A study recently published in the Journal of Strength and Conditioning Research, looked at skill based games vs. instructional training in a strength and conditioning program for junior volleyball players.

Below is the abstract for your review (please email me if you would like a full copy of the text). Tomorrow I will comment on this study and talk a little bit about how we can apply this to training athletes (especially youth athletes) as a means to enhance conditioning/work capacity and hopefully prevent some of the overtraining and injuries we are seeing from year round specialization in today's youth sports programs.



If you would liek the full text or have questions/comments regarding training please shoot me an email at optimumsportsperformance@gmail.com

Do Skill-Based Conditioning Games Offer a Specific Training Stimulus for Junior Elite Volleyball Players?

Gabbett, Tim J, Journal of Strength & Conditioning Research. 22(2):509-517, March 2008.

This study investigated the specificity of skill-based conditioning games and compared the effectiveness of skill-based conditioning games and instructional training for improving physical fitness and skill in junior elite volleyball players.

Methods: Twenty-five junior volleyball players (mean age +/- SE, 15.6 +/- 0.1 years) participated in this study. Heart rate data were collected on all players during the Australian Junior Volleyball Championships. After the competition, players were randomly allocated into a skill-based conditioning games group (n = 12) or an instructional training group (n = 13). Each player participated in a 12-week training program that included 3 organized court training sessions per week.

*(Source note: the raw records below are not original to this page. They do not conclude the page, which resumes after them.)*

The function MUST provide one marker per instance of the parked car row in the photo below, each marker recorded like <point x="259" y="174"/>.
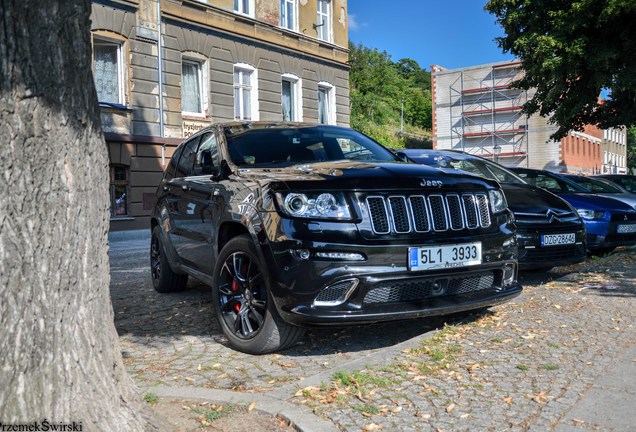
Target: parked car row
<point x="295" y="225"/>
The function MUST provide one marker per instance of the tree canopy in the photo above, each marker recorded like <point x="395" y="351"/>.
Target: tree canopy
<point x="572" y="52"/>
<point x="379" y="86"/>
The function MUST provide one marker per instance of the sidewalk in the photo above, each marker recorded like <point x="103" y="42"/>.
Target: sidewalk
<point x="560" y="357"/>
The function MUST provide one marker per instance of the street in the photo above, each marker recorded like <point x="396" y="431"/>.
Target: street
<point x="524" y="365"/>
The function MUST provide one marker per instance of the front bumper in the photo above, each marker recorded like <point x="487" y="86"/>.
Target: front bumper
<point x="603" y="234"/>
<point x="533" y="255"/>
<point x="308" y="290"/>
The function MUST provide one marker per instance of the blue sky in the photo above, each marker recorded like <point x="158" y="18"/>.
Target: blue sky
<point x="449" y="33"/>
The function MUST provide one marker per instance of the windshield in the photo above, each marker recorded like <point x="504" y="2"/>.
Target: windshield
<point x="596" y="186"/>
<point x="551" y="182"/>
<point x="472" y="165"/>
<point x="281" y="145"/>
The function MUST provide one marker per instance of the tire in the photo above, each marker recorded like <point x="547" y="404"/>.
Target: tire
<point x="243" y="302"/>
<point x="164" y="279"/>
<point x="602" y="251"/>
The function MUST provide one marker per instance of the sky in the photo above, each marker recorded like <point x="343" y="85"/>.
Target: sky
<point x="448" y="33"/>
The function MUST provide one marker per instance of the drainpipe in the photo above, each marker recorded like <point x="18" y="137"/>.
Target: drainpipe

Results: No significant differences (P > 0.05) were detected between competition and skill-based conditioning games for the percentage of time spent in low-intensity, moderate-intensity, and high-intensity activities. Skill-based conditioning games induced improvements in vertical jump, spike jump, speed, agility, upper-body muscular power, and estimated maximal aerobic power, whereas technical instruction improved only spike jump and speed. Conversely, instructional training induced meaningful improvements in all measurements of skill, whereas improvements in technical skill after skill-based conditioning games were uncommon and typically small.

Conclusions: The results of this study show that skill-based conditioning games offer a specific training stimulus to simulate the physiological demands of competition in junior elite volleyball players. Although the improvements in physical fitness after training were greater with skill-based conditioning games, instructional training resulted in greater improvements in technical skill in these athletes. These findings suggest that a combination of instructional training and skill-based conditioning games is likely to confer the greatest improvements in fitness and skill in junior elite volleyball players.